• çıldırtan ortamdır, milletin ne kadar samimiyetsiz, ne kadar yavşak, ne kadar yalancı-dolancı olduğunu gözler önüne serer.

    hemen hemen her ofiste bulunan 120+ kilolu bir teyze girer içeri:

    - bilmem ne hanım bugün ne kadar şıksınız.
    - (başka bir lavuk) güzelliğinize güzellik katmışsınız maaşallah pütü pütü tü.
    - (another yavşak) bir de siz kilo mu verdiniz, incecik olmuşsunuz.

    lan piçler hayatınız bu kadar mı yalan sizin? göz göre göre sözüm ona bu kibarlığınız şirin olma çabanızın ne kadar komik olduğunu görmüyor musunuz?

    başka bir durum, hemen hemen her şirkette insanlar birbiri ardından dedikodu vs. yapar, örneğin x hatununun hiç iş yapmadığından vs. dem vurulur sonra x hatun içeri girer.

    - hoşgeldiniz x hatun, bugün yine güzelliğiniz üstünüzde, görüşemiyoruz walla.
    - evet y hatun biliyorsunuz işlerim çok yoğun falan, başımı kaşıyacak vaktim olmuyor.
    - bilmez miyiz? keşke kendinize bu kadar yüklenmeseniz, sizin için üzülüyoruz walla.

    lan sikikler az delikanlı olun, bir dakika önce sayıp sövdüğünüz insanın yüzüne karşı bu kadar alçalmayın.

    bir başka durum genelde hatun-yoğun iş ortamlarında yaşanır, bilen bilir hatunların yapacak işi olmadığı zaman tek eğlenceleri dedikodu yapmaktır, en az 5 kişiden oluşan hatun sürüsü bir odada toplaşır, x erkeği o odada iş yapmaya çalışırken şu muhabbetler yaşanır:

    -x bey sizi rahatsız etmiyoruz di mi? öyleyse gidelim, lütfen söyleyin.
    - yok canım ne rahatsızlığı, bilakis burada sizin neşeli muhabbetinizi dinlemek beni mutlu ediyor, bir şey içer misiniz?
  • iş hayatının acı ve tatsız gerçeği malesef.
  • sabah daha işyerine bile girerken gösteriri kendini:

    - x bey nasılsınız?
    - çok iyiyim y hanım siz nasılsınız?
    - sizi gördüm iyi oldum, eşiniz nasıl?
    - sağlığınıza duacı, ....

    vs. vs. en az 15 dakika saçma salak ilgileniyormuş edasıyla yapılan bir muhabbet düzülür, birisi de demez ki aga hayatım bok gibi, sana ne benim eşimden çoluğumdan çocuğumdan, kibarlık maskesi yüze geçirilmiş yavşakları oynar herbiri.
  • her ofiste farklı boyutlarda ama mutlaka aşağıdaki denklem şeklinde olan ortamlardır,

    x ile y "samimi" iken, z hakkında söyledikleri = x ile y'nin arası açıldığında y'nin, x hakkında, z'ye söyledikleri

    (bkz: karaktersiz)
  • (bkz: sözlükte gitgide artan samimiyetsizler)
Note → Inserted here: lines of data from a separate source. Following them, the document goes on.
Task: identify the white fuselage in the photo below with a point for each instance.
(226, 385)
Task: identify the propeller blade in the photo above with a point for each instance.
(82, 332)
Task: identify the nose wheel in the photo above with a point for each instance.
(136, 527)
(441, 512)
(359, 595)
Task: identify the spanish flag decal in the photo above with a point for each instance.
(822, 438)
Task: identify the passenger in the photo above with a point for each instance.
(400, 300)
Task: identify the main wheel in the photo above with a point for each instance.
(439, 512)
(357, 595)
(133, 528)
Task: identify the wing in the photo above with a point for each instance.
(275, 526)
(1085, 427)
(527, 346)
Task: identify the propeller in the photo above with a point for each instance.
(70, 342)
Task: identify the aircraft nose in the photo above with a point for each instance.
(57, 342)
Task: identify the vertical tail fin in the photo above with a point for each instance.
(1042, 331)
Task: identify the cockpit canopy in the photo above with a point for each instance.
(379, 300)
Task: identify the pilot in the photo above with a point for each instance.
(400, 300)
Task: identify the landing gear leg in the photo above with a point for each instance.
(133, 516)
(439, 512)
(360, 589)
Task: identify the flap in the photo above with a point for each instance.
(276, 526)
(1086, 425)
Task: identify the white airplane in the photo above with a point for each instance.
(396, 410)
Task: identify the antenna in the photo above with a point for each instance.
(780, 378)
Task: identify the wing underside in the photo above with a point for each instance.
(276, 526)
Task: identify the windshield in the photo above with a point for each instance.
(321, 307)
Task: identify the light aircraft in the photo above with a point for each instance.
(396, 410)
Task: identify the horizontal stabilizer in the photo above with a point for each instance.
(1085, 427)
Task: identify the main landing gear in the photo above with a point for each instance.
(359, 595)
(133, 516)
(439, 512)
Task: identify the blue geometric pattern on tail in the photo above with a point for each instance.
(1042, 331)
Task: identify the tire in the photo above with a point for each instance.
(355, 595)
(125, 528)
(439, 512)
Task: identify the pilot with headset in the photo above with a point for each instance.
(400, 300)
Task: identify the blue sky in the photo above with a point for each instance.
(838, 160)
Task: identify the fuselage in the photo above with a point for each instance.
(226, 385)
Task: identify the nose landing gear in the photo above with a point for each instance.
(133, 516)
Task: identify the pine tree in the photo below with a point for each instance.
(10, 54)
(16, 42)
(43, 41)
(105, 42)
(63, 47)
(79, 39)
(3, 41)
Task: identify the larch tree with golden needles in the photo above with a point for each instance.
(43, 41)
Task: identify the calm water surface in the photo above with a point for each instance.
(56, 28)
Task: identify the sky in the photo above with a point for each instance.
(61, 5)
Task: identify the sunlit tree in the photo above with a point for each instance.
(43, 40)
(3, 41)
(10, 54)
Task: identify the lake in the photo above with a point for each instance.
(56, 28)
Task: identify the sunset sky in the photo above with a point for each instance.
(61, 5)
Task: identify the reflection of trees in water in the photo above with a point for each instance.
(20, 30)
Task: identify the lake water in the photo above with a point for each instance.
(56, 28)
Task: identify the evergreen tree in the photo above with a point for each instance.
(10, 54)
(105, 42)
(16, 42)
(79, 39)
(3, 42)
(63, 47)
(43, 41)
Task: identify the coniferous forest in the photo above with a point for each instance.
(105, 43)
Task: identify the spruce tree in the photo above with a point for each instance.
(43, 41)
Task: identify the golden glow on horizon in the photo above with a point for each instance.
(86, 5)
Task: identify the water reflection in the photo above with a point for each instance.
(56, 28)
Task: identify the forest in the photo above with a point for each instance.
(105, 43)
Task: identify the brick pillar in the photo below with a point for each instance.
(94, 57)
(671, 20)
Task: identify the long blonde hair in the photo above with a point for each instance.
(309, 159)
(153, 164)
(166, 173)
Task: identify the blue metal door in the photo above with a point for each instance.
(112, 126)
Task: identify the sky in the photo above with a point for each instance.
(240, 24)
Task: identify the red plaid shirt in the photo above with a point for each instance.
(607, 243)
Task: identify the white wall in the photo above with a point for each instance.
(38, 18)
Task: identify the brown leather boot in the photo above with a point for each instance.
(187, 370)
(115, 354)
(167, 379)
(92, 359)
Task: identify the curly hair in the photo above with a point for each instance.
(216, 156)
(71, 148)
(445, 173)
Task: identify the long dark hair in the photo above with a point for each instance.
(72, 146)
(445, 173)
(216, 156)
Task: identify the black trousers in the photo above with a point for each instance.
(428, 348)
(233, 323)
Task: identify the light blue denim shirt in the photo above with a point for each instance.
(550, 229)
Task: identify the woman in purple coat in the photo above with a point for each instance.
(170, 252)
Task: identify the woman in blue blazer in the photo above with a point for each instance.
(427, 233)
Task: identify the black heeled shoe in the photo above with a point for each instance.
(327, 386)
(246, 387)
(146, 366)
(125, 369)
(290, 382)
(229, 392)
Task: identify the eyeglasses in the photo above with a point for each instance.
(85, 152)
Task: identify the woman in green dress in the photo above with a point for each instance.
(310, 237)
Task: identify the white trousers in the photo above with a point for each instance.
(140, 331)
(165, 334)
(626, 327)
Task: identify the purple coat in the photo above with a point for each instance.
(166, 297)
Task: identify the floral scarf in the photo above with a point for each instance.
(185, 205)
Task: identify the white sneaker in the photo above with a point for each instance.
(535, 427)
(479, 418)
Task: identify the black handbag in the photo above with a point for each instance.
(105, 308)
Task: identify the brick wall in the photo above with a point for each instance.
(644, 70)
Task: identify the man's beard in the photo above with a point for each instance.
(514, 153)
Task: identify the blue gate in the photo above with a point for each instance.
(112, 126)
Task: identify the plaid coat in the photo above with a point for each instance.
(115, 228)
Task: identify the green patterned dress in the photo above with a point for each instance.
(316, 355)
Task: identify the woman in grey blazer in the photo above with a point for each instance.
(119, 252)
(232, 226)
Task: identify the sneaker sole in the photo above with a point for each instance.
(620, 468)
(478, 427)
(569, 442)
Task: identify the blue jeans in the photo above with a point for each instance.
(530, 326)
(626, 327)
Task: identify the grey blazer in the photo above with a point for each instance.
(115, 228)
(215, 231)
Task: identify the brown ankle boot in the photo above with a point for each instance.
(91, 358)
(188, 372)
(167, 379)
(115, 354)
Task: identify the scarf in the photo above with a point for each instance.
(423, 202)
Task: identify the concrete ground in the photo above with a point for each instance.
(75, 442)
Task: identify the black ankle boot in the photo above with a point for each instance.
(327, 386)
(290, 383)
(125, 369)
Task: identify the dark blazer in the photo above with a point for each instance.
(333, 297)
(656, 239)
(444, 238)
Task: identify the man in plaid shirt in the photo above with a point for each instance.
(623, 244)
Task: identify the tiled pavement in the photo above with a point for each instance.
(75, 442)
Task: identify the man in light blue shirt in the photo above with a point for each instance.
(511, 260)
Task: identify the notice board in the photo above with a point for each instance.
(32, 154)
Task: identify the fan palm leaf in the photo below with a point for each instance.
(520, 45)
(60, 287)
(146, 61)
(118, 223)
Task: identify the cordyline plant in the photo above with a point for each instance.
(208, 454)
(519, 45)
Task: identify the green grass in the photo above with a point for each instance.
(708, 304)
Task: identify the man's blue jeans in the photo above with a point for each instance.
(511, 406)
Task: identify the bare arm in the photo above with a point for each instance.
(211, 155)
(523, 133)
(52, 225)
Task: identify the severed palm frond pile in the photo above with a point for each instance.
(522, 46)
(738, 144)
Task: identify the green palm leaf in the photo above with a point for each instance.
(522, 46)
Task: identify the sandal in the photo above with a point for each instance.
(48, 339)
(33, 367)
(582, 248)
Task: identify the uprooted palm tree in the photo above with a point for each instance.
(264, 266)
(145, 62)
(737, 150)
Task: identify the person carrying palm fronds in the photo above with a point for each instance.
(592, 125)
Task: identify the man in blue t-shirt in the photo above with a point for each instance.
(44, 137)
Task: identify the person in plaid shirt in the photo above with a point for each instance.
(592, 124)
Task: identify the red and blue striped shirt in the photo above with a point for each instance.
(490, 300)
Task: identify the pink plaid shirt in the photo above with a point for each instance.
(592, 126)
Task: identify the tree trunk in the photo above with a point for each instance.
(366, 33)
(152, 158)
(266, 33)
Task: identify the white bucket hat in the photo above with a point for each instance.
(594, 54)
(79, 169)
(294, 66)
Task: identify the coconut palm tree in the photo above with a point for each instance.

    sözlükte de böyle bir durum var ne yazık ki.
  • kadın patronun sekreterine 'aşkım, buraya gelir misin?' diye hitap etmesi bu ortamın karakteristiklerinden biri.
  • mesâi başladıktan sonra, 15-20 dakika boyunca sırayla herkese günaydın diyerek ( günaaaydın hikmet beey, günaaaydın şevval hanııım) o yediği 1/5 saati bile kâr sayan insanların oluşturduğu ortamlardır.

    koridorda birbirlerine yalandan gülüp, geçince 'heestireheestire' diye arkasından sövenler de vardır.
  • büyük bir firmada tek part-time eleman olursanız ve bütün çalışanlar yıllardır aynı firmada çalışıyorsa sizin düştüğünüz ortamdır. sıkılır herşeyi bırakıp gidesiniz gelir, maddi sıkıntılar gelir aklınıza devam edersiniz.
  • bir de bunların çoluk çocuk muhabbetlerine girilen ortamları vardır.

    +canım ufaklık nasıl?
    -büyüyor teyzesi işte bir görsen o kadar akıllı ki.
    +tü tü maşallah, aynı annesine çekmiş
    -darısı başına canım. (bu arada cep telefonundan fotoğrafını gösterip) bak ne kadar tatlı oldu teyzesi.
    +ayyy yerim onu şuna bak aynı annesi.

    afedersiniz de yapacağınız muhabbeti sikeyim sizin.

    edit: imla.
  • tüm çalışanlar erkek ve aynı kuşaktan olursa daha az oluşur bu ortam ama ille de oluşur bazen.